Date
Mar 5, 2009, 4:30 pm4:30 pm
Location
2 Robertson Hall
Audience
Open To Public

Speaker

Details

Event Description

LISD's Program on Religion, Diplomacy and International Relations began its 2009 Spring Lecture Series with the talk, "Faith-Based Diplomacy: Bridging the Religious Divide," by Douglas Johnston, President of the International Center for Religion and Diplomacy. The lecture was held at at 4:30 p.m. on Thursday, March 5, 2009 in Bowl 2, Robertson Hall on the Princeton University campus.

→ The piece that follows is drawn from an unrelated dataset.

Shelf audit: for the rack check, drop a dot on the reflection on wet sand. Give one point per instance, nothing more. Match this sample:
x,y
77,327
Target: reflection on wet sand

Johnston is a distinguished graduate of the US Naval Academy and holds a Master's degree in Public Administration and a PhD in Political Science from Harvard University. He has a broad range of executive experience in government, academia, the military, and the private sector, starting with ten years in the submarine service where, at the age of 27, he was the youngest officer in the US Navy to qualify for command of a nuclear submarine.

Among his assignments in government, Johnston was a planning officer in the President's Office of Emergency Preparedness, Director of Policy Planning and Management in the Office of the Secretary of Defense, and Deputy Assistant Secretary of the Navy. In academia, he taught international affairs and security at Harvard University and was the founder and first director of the Kennedy School's Executive Program in National and International Security.

Most recently, Johnston served as Executive Vice President and Chief Operating Officer of the Washington-based Center for Strategic and International Studies (CSIS). Among his other duties, he chaired the CSIS programs on maritime studies and on preventive diplomacy.

Johnston has edited and authored several books, including Religion, the Missing Dimension of Statecraft (Oxford University Press, 1994); Foreign Policy into the 21st Century: The U.S. Leadership Challenge (CSIS, 1996); and Faith-based Diplomacy: Trumping Realpolitik (Oxford University Press, 2003).